The adult T-cell leukemia-lymphoma genomic landscape differs between Western and Japanese patients
Previous exome-wide studies of ATLL have been conducted in Japanese populations.11,12 We sought to determine whether there are molecular differences between Western and Japanese cohorts that could be associated with the known differences in clinical presentation.9,10 We observed broad similarities in commonly mutated genes, but several were mutated at significantly different frequencies. For example, Japanese patients had a significantly greater burden of point mutations in CCR4, the most commonly mutated putative driver gene overall (34% vs. 16% of patients in the Western populations, P=0.006, Fisher exact test) (Figure 5). PTPRN2 (34% vs. 13%, P=0.002) and TRRAP (43% vs. 14%, P=3.2x10-5) were also both more commonly mutated in Japanese patients than Western ones (Fisher exact test) (Figure 5C).
Several putative driver genes were deleted or mutated with significantly greater frequency in the Western cohort. These included INPP4B (21% vs. 6%, P=0.006), ANKRD11 (34% vs. 11%, P=4.10 x 10-4) and CBLB (27% vs. 13%, P=0.035) (Figure 5D) (Fisher exact test). Of Western patients, 8/13 (62%) had clearly reduced CBLB expression; 50% of these had mutation or deletions (Online Supplementary Figure S5C, D). FOXO3 point mutations were eight times more common in Western patients (10% vs. 1.2%, P=0.017, Fisher exact test) (Figure 5A). Mutations at the novel hotspot FOXO3 p.Arg177Trp occurred only in Western patients of African descent with aggressive leukemic ATLL subtypes (acute N=7, unfavorable chronic N=1).

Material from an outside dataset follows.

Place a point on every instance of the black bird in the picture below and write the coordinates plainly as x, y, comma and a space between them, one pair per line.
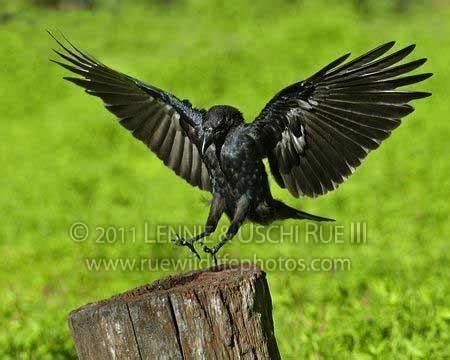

Different clinical subtypes of adult T-cell leukemialymphoma are characterized by distinct mutational patterns
We next sought to identify molecular drivers of clinical behavior in different ATLL subtypes. Consistent with observations from the Japanese cohort, in the Western cohort we identified enrichment of STAT 3 mutation in “indolent” ATLL (chronic and smoldering) (37% vs. 11%, P=1.2x10-4), enrichment of total number of mutations in “aggressive” ATLL (acute and lymphomatous) (119 vs. 47 mutations, P=4.3x10-7), and enrichment of TP53, CDKN2A and IRF4 mutations in aggressive ATLL (31% vs. 12%, P=0.01; 40% vs. 16%, P=0.002 and 38% vs. 18%, P=0.02, respectively) (Fisher exact test).11
The enrichment of aggressive clinical subtypes in our Western dataset allowed us to distinguish molecular features of acute versus lymphomatous cases in the Western cohort. NRXN3 and CCR4 were commonly mutated (>30% of samples) in both subtypes. CDKN2A mutations (46% vs. 25%, P=0.009) and PLCG1 amplification/mutation (37% vs. 14%, P=0.002) were significantly more frequent in acute cases than in lymphomatous cases. In contrast, TP53, WWOX, CD3E, TBL1XR1 and NFKBIA were genetically altered significantly more often in lymphomatous cases (Online Supplementary Table S7). Consistent with their enrichment in distinct disease subtypes, TP53 and PLCG1 mutations showed significant mutual exclusivity (q=0.004).21 There is little molecular information available about the chronic ATLL subtype with unfavorable features.9 In our dataset, “unfavorable chronic” cases (N=17) resembled aggressive cases in their mutational and CNV burden (Figure 6A, B). They were characterized by an increased frequency of heterozygous GATA3 deletions. Of the 11 unfavorable chronic cases with CNV data, 45% (N=5) had GATA3 deletions (3.8-fold enrichment compared to other cases, P<0.001, Fisher exact test). Immunohistochemistry analysis of GATA3 expression in ATLL patient samples confirmed that GATA3 protein levels were lower in the unfavorable chronic cases than in other aggressive subtypes (P=0.05, Student two-tailed t test) (Figure 6D).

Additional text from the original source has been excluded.